Targeting Brain ApoE Receptors for the Treatment of Alzheimer's Disease
We aim to elucidate the mechanisms of how ApoE receptors modulate ApoE4 actions in tau pathology and to explore the therapeutic potential of targeting ApoE receptors for the treatment of AD. We propose to test the hypothesis that reduction of brain IDOL ameliorates ApoE4-mediated tau pathology and tau-associated neurodegeneration through dual mechanisms: 1) by facilitating LDLR-mediated ApoE4 clearance in the brain in Aim 1; and 2) by enhancing ApoER2-mediated signaling in neurons to inhibit tau phosphorylation and promote neuronal survival in Aim 2.

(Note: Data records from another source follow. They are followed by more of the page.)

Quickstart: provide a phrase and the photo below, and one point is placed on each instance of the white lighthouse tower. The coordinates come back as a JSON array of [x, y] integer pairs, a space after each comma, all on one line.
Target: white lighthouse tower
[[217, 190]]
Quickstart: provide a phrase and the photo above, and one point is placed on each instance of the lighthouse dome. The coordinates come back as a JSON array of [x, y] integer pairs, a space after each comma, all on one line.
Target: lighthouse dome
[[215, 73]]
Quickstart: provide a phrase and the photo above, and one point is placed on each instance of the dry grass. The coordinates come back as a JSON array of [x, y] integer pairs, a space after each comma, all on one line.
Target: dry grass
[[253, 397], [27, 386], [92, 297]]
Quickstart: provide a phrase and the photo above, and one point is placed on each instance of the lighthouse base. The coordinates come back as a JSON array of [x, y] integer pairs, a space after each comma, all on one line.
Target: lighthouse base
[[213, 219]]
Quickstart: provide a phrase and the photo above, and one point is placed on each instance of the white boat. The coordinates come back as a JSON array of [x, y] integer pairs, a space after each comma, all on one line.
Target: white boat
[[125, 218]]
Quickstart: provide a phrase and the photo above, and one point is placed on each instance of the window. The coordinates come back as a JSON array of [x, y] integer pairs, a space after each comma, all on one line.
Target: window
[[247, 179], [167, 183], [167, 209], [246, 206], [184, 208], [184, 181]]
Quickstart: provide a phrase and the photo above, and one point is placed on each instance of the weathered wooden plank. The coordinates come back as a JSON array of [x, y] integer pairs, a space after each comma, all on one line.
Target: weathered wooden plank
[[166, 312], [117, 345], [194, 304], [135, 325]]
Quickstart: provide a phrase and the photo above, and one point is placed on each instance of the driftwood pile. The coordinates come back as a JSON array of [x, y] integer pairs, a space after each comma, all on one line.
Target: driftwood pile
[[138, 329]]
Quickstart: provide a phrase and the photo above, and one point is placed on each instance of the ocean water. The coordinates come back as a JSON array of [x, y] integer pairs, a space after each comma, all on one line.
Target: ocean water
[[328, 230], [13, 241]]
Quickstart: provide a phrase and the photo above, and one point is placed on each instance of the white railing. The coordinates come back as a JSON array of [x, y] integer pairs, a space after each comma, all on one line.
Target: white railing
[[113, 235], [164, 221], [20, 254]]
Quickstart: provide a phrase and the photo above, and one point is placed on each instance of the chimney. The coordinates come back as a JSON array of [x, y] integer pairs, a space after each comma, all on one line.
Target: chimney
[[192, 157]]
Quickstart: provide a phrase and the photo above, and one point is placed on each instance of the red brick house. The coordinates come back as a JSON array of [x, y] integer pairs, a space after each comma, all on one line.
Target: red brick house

The functional interactions between ApoE receptors and ApoE4 had been shown to impact tau pathology and neurodegeneration in AD, and targeting brain ApoE receptors has long been proposed as a therapeutic strategy to combat AD. We recently showed that IDOL is a novel post-translational regulator of brain ApoE receptors, and reducing brain IDOL levels led to beneficial effects in mouse models of AD. Our results suggested IDOL may serve as a new therapeutic target for the treatment of AD. If our hypothesis in this proposal is right, then our results will validate IDOL as a new therapeutic target for the treatment of AD, and pave the way for the development of IDOL inhibitor as a novel AD-modifying medication.